All cut up, and in the dark


Kodak manufacturers photographic film in 6km rolls, which then have to be cut up. A classic cutting stock problem? No, there are practical factors which make it harder than that

by Robert Simons, Eudoxus Ltd

Kodak has over 80 manufacturing sites worldwide making products as diverse as dental X-ray film, 35mm photographic film, photographic paper and disposable cameras. With the exception of the cameras, Kodak manufactures its product in large rolls which are then cut up and packaged into finished products. This is the classic cutting stock problem.

Until recently Kodaks plants have used an assortment of computer systems with an essentially manual approach to the cutting stock problem. In 1995 Kodak began implementation of a single Enterprise Resource Planning (ERP) system to cover their operations worldwide. This was based around SAP R/3 with Manugistics supply-chain scheduling software. Some way into the project it became apparent that specialist software was required to tackle the cutting-stock problem and decide how the orders were actually to be cut from the large rolls.
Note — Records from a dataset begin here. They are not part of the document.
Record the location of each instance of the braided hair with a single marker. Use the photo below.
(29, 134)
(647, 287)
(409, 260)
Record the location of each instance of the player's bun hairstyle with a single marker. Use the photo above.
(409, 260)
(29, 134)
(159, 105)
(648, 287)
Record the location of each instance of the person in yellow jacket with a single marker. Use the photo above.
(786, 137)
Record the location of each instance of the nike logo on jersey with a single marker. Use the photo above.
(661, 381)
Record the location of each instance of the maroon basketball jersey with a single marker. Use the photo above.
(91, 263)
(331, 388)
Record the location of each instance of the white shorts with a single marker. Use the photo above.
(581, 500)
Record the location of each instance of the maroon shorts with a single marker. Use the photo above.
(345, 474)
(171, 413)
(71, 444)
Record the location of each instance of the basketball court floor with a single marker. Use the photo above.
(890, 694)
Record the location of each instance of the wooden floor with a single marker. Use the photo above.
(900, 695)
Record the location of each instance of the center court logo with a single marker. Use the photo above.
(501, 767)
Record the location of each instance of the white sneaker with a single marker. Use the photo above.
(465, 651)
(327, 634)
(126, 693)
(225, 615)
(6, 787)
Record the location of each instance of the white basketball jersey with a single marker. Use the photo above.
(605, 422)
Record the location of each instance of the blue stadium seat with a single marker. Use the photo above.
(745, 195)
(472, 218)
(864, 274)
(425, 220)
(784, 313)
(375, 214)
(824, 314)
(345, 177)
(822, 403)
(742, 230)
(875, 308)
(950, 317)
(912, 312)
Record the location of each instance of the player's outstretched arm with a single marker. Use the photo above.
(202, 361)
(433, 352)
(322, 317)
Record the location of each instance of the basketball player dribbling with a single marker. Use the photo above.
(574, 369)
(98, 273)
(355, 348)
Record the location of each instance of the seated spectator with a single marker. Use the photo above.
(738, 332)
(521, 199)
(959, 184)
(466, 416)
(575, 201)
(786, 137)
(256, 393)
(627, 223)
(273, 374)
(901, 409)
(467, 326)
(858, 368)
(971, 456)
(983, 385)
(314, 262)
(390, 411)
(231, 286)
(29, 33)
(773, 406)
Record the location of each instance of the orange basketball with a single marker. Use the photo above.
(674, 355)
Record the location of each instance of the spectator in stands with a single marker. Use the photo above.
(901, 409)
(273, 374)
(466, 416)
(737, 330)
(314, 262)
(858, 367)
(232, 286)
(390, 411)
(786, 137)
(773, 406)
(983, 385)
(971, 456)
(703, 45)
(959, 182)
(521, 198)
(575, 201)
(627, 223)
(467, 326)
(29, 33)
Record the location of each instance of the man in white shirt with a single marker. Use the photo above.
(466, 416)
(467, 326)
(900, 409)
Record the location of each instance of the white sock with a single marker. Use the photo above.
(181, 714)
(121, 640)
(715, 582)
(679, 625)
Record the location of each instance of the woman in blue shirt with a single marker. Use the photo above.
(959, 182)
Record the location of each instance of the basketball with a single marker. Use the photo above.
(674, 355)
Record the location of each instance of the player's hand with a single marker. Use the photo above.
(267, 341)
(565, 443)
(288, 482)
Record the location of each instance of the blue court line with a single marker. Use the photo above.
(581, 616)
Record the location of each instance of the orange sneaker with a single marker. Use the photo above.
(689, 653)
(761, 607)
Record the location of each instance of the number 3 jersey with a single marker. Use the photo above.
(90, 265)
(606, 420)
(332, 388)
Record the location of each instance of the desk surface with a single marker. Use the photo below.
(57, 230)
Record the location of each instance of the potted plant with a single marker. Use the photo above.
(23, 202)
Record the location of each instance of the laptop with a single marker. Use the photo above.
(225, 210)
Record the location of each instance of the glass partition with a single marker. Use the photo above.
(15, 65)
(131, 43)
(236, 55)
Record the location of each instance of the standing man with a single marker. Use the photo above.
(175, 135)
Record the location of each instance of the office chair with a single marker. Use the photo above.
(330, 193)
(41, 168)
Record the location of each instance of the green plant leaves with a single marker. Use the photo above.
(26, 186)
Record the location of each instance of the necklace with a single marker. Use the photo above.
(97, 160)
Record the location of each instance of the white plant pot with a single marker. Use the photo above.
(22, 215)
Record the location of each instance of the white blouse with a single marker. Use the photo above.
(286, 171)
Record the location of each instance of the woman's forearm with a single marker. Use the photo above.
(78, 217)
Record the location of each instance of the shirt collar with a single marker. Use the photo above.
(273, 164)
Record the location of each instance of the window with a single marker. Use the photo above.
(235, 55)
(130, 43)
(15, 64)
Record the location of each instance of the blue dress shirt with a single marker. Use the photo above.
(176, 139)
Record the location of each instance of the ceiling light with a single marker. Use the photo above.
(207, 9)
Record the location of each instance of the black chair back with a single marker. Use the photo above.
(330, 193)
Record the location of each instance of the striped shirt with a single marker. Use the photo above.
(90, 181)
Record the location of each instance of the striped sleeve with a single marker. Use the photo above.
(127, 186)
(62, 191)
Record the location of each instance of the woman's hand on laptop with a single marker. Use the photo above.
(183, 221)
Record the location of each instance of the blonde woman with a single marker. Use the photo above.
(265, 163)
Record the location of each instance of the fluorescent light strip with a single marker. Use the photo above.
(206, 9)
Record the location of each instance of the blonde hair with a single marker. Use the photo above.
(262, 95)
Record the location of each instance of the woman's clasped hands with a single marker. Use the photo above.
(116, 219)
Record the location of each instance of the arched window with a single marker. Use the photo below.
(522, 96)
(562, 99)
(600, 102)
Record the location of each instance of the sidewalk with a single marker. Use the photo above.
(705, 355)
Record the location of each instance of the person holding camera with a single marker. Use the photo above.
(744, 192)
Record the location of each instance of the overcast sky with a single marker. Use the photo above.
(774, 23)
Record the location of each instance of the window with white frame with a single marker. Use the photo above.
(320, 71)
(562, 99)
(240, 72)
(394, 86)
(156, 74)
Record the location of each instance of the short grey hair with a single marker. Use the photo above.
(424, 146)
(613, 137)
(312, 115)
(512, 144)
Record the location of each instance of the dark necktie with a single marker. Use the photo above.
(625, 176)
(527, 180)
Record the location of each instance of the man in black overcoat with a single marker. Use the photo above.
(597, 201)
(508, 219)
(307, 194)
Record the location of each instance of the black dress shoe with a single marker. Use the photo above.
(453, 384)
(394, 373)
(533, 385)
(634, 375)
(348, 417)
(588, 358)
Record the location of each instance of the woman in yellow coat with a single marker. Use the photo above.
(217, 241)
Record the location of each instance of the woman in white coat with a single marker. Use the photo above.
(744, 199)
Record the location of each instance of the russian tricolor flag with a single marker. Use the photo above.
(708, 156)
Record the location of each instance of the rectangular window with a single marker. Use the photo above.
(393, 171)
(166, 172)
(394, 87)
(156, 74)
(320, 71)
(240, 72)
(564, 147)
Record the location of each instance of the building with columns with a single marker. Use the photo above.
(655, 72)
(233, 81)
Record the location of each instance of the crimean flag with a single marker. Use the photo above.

This software would sit between the ERP system and the shop floor systems and generate detailed instructions as to what to do next. On the strength of its expertise and its Deckle Bench product, Greycon was selected to provide the solution.

Diagram

System architecture

Greycons initial plan was to modify DeckleBench to tackle Kodaks problem. It soon became apparent, however, that Kodak had not one but six technically distinct problems and that special-purpose algorithms would have to be developed for each. Greycons experience led it to propose that the algorithms should not generate a single solution but a range of solutions from which the user could select the most appropriate and be able to modify it manually. An additional problem adviser module would assist by giving advice as to why a particular solution had been found and how to change the control parameters of the problem to achieve a solution closer to what was really wanted.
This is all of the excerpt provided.